The health effects of sedentary behavior, such as screen time, include adiposity & T2DM risk in adults. How does screen time affect children?

Young children who report more than 3 hours of daily screen time are at risk for markers for type 2 diabetes mellitus (T2DM), particularly insulin resistance, and for obesity, according to a new study.

“Our findings suggest that reducing screen time may be beneficial in reducing T2D risk factors, in both boys and girls and in different ethnic groups from an early age,” said the authors, led by Dr. Claire M. Nightingale, Population Health Research Institute, St. George’s, University of London.

Recommendations from the American Academy of Pediatrics (AAP) previously suggested that children should limit daily screen time to less than 2 hours. More recently, the AAP did not propose a time limit and instead suggested that limits should be placed on hours per day of media use, which is “a more pragmatic interpretation given the pervasive use of electronic devices,” the authors noted.

The health effects of activities that encourage sedentary behavior, such as time spent watching television and using computers or games consoles-together referred to as screen time-have been prospectively associated with adiposity and T2DM risk in adults.

Nightingale and colleagues1 conducted The Child Heart and Health Study in England, a cross-sectional survey of heart health among 4495 children aged 9 to 10 years who attended 200 primary schools. The children had fasting cardiometabolic risk marker assessments and anthropometry measurements, and they reported daily screen time. Physical activity was measured in a subset of 2031 children.

Overall, 4% of children reported no screen time, 37% reported an hour or less of daily screen time, 28% reported between 1 and 2 hours of screen time a day, 13% said they had between 2 and 3 hours of screen time a day, and 18% reported more than 3 hours a day.

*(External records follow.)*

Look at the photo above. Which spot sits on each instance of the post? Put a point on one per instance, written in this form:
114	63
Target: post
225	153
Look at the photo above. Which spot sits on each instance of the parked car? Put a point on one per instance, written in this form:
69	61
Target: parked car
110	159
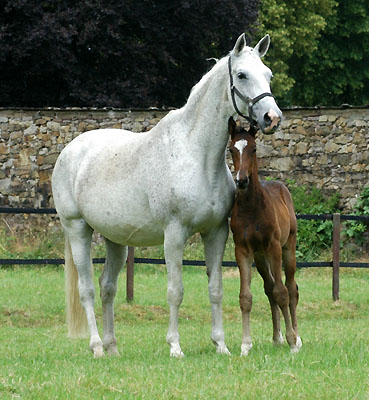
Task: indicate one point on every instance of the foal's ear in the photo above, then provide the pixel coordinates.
(240, 44)
(262, 47)
(231, 126)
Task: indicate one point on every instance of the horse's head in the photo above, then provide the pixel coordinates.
(250, 85)
(243, 151)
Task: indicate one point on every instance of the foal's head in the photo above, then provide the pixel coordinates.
(243, 151)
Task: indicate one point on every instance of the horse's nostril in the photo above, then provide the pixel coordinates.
(242, 183)
(267, 119)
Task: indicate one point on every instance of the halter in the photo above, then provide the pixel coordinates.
(248, 100)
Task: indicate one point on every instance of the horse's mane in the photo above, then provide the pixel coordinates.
(204, 82)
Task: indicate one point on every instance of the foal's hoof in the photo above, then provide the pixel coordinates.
(297, 347)
(175, 351)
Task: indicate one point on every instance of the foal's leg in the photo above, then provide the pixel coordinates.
(174, 240)
(280, 292)
(80, 235)
(289, 262)
(214, 243)
(262, 266)
(244, 261)
(115, 258)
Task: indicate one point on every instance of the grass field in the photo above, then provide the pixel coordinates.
(37, 361)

Boys were more likely to engage in more than 3 hours of daily screen time (22%) than girls (14%). Black children (African-Caribbean) were also more likely to report more than 3 hours of daily screen time (23%) as compared with both white and South Asian children (16%).

Compared with children who had 1 hour or less of screen time daily, those who reported more than 3 hours had a 1.95 higher ponderal index (an indicator of weight in relation to height), 4.5% higher skinfold thickness, 3.3% higher fat mass index, 9.2% higher leptin level, and 10.5% higher insulin resistance.

Associations with insulin resistance remained after adjustment for adiposity, socioeconomic markers, and physical activity. There were no strong associations with glucose, hemoglobin A1c, physical activity, and cardiovascular risk markers.

The authors noted that the study was conducted from 2004 to 2007 and therefore does not take into account the wide use of more recently introduced electronic devices, such as electronic tablets and smartphones, which are also potentially related to sedentary behavior.

“This is particularly relevant, given rising levels of T2D, the early emergence of T2D risk and recent trends suggesting that screen-time–related activities are increasing in childhood and may pattern screen-related behaviors in later life,” they stated.

Reference: Nightingale CM, Rudnicka AR, Donin AS, et al. Screen time is associated with adiposity and insulin resistance in children. Arch Dis Child. Published online March 13, 2017. Accessed April 17, 2017.